目の端で胸をそらせた忍びに反射でチャクラを足に集めようとして、かくりと力が抜けた。
「え、」
感覚がちがう。その一瞬の困惑で動きが止まる。思わず視線が下に向くと、横から叩きつけられるような衝撃が走った。押し出された空気はそのまま水に飲みこまれ、気管に侵入してごぽりと音を立てる。息が、できない。
水牢の術かなにかだ。水は心なしか粘度が高く、自由に動けない。チャクラが練り込まれているんだろう。
クナイも真っ直ぐに飛ばない水中で札を使っても、ほぼ確実に巻き込まれるだけ。そもそも、強行突破しようにもチャクラが切れかかっている。
くそ、詰んだ。滲んだ視界で水牢の外を睨むが、揺れる水面越しでは影くらいしか認識できない。こぽりこぽりと口から空気が漏れていく。
長くは持たない。
拘束系の対策をしなかった私の落ち度だ。お守りの範囲を、しっかり考えておくべきだった。
………仕方がない。巻き添え覚悟で水牢ごと吹き飛ばす。
気づかれないようそろりとポーチに手を伸ばす。どろりとした水で体が思うように動かないが、不可能ではない。ふと、くぐもった声が聞こえた。何を言っているかはよく分からないけれど、良いことなわけが無い。
警戒で身を固くした途端、脇腹に強い衝撃があった。
「ん、ぐっ…」
ごぽりと空気が押し出される。刀だ。外から突かれている。お守りのおかげか、まだ傷はない。大丈夫、まだ、持つ。
歯を食いしばってポーチから札を抜き取ると、今度は背中に衝撃がきた。先ほどの比ではない。
くそ、刺さらないと分かって、叩き潰しにきた。
札を握っていた指が解けた。全身に、何度も何度も突き立てられる。ごぽごぽと肺から空気が抜けていき、代わりに水が気道を塞ぐ。
もう、持たない お守りも、呼吸も
脇腹に熱い痛みが走った。違う、これは、刺さっている。
声も空気も、漏れるものはもうない。
ふ、と意識が遠のきかけた時、体が地面に叩きつけられた。視界の端に映った水は、赤い。
「がっ、げほ、げほっ、う、あ……」
遠かった声が、クリアになって聞こえた。叩きつけられて押し出された水の代わりに、生ぬるい空気が肺を襲う。咳き込む度に鋭い痛みが走り、体が強ばる。
「おい!殺すなっていったろ」
「さっきまで刀とおんなかったじゃねえかよ!」
聞こえてきた声があまりにも気楽で、腹が立った。ふざけるな。声を発そうとしても、酸素に慣れない身体はか細い音を立てるだけ。くそ、
「 ち、だいぶ深いな…… まだ死なねえだろ。

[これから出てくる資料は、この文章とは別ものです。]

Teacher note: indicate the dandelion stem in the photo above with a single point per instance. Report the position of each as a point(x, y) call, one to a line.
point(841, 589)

連れてくぞ」
ひゅうひゅう響く自分の呼吸音がうるさい。白み始めた視界は、水やら涙やらで当てにならない。ポーチに手を伸ばす気力もない。
でも、このまま終わりたくはない
巻き込まれるとか、そんなこと、どうでもいい
このまま捕まるなんて、冗談じゃない
何も出来ずに誰かの足を引っ張るなんて、忍者達の足でまといになるなんて、耐えられるわけがない。利用されるなんてもってのほかだ。
3人の気配が十分に近づいくのを待つ。もう少し。
都合よく、あたりの水はこいつらのチャクラが溶け込んでいる。ポーチと服に仕込んでる私の札も、十分にその水を吸っているはず。不服だが、私の血も流れた。上手く作用してくれるかもしれない。
あとは、きっかけを作るだけ。
指先が冷えていくのがわかる。瞼にすら力が入れられなくなっていく。
ふと、既視感を覚えた。この感覚は、知っている。
懐かしい感覚だ。欲を言えば、もう二度と味わいたくはなかった。死に際の感覚なんて
飛びそうな意識をなんとかつなぎ止める。
近寄ってきた1人が、屈んで顔をのぞき込んだ。
「……なんだこいつ、笑ってんのか?」
ざんねんだったな くそやろう
「し、ねっ……!」
残っているありったけのチャクラを一気に練り込んで、叩きつけた。